Obviamente essa é uma interpretação atualizada do que Tolkien debate nesse trecho, mas que denota o quão verdadeira sua fala é, a ponto de ter me recordado disso, assim que terminei de rever o videoclipe do Rammstein para buscar o comparativo com a fala da professora Karen Leeder. Talvez essa seja a camada mais densa do vídeo Angst. Tudo se torna conclusivamente real, principalmente com a parte final do vídeo em que os músicos do Rammstein atiram nas próprias TVs, que se tornaram instrumentos (falsos) de ligação com “o exterior”. Eles estão tão paranoicos pelas “informações” de que precisam se proteger, que no ataque, eles destroem a si mesmos e acabam caindo numa espécie de limbo, engolidos pelo “sistema”.

A narrativa soa como se cada membro da banda fossem Estados-nações se protegendo de “inimigos” externos ou simples condenadores egoístas de povos que, por necessidade, incomodam e interferem em sua zona de conforto (como no caso, dos imigrantes e refugiados de guerra, procurando uma vida melhor em um país democrático). O senso de sobrevivência se posta de um lado, e o medo do outro revela sua insensatez: a necessidade de autopreservação é um tiro (com perdão do trocadilho) que sai pela culatra, pois atirando contra as telas de vídeo, eles se autodestroem.
 
Não é difícil entender por que o vídeo mostra cenas dos músicos tocando com capacetes presos em cabos que ligam à uma monitores de TV ou computador, como se fossem bonecos de ventríloquos, e cheerleaders dançam ao ritmo da música, com um tom de distração e fetiche. Elas também são as agentes do oferecimento de produtos que eles – enquanto personagens comuns dos subúrbios – acreditam que precisam possuir. E elas fazem tudo isso com macabros sorrisos no rosto. A mensagem é dada com um líder político lunático, como muitos, que incute a ideia da ameaça. É preciso que eles acreditem para que o sistema continue os controlando. 

O vídeo é de arrepiar, não só pelo som pesado, mas como os músicos jogam imagens que parecem simples ou desconexas, e que na verdade, trazem uma reflexão (dolorida) sobre o que a humanidade tem passado recentemente. Eles estão nos lembrando o quanto somos manipulados a acreditarmos em coisas absurdas, por simples medo de que sejam verdade e atentem à nossa liberdade.

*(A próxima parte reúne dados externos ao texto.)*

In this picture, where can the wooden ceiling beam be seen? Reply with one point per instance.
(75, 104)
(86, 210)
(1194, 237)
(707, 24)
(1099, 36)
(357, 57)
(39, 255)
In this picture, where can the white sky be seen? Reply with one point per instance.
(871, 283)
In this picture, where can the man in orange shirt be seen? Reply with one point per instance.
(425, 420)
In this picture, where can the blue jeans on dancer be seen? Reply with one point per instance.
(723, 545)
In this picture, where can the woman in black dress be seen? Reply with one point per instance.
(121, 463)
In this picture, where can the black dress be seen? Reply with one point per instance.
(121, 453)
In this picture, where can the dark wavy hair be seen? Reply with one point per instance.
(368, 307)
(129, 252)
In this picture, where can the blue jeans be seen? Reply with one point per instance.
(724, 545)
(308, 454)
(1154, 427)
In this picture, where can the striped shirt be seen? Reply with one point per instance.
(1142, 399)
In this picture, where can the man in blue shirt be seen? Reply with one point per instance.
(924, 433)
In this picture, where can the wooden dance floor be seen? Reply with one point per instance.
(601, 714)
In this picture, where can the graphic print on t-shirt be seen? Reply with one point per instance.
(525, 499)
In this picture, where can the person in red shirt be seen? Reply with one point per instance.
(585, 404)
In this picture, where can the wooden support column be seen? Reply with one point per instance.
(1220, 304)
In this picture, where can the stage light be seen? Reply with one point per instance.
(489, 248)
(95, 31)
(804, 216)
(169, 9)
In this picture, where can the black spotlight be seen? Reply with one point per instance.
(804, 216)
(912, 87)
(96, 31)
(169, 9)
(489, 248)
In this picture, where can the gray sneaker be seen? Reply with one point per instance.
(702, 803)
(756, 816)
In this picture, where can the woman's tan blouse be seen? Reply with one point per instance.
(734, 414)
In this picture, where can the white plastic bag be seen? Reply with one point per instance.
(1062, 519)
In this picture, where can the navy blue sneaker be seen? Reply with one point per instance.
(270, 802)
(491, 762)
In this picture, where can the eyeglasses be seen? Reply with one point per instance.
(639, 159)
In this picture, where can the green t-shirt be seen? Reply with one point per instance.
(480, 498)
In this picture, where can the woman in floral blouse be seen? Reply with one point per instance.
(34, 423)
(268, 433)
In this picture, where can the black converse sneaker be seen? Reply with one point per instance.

Autoridades se aproveitam do nosso remoto desconhecimento e nosso primevo instinto de temer, para perpetuarem poderes. Isso nada mais é exatamente propício em tempos de conflitos entre nações que ferem os direitos humanos. Trazer isso à tona, torna o vídeo de Angst mais uma fonte de crítica sobre a sociedade pelos músicos do Rammstein, com referências folclóricas. Todas essas questões, desde o poema de Goethe, as relações político-sociais e os pontos de destacados por Tolkien,  são atemporais porque falam sobre a natureza humana.


Referências

Matéria online de Louder Sound: Watch Rammstein’s weird and disturbing video for new single Angst by Merlin Alderslade. Disponível em: https://www.loudersound.com/news/watch-rammsteins-weird-and-disturbing-video-for-new-single-angst.

LOVECRAFT, H.P. O horror sobrenatural em literatura. São Paulo: Iluminuras, 2008.

ROWLING, J. K. Harry Potter e o Prisioneiro de Azkaban. Tradução Lia Wyler. Rio de Janeiro: Editora Rocco, 2000.

TOLKIEN, J. R. R. Árvore e Folha. Tradução: Reinaldo José Lopes. 1ª edição. Rio de Janeiro: Harper Collins, 2020.

TREVISOLI, Maisa dos Santos. A representação do medo em The Erlking de Johann Goethe e Erl-king de Angela Carter. In: Anais do CENA. Volume 2, Número 1. Uberlândia: EDUFU, 2016. Disponível em: http://www.ileel.ufu.br/anaisdocena/wp-content/uploads/2016/01/Maisa-dos-Santos-Trevisoli.pdf


Emanuelle Gomes é mestre e doutoranda em literatura tolkieniana pela Universidade Federal de Uberlândia (UFU-MG).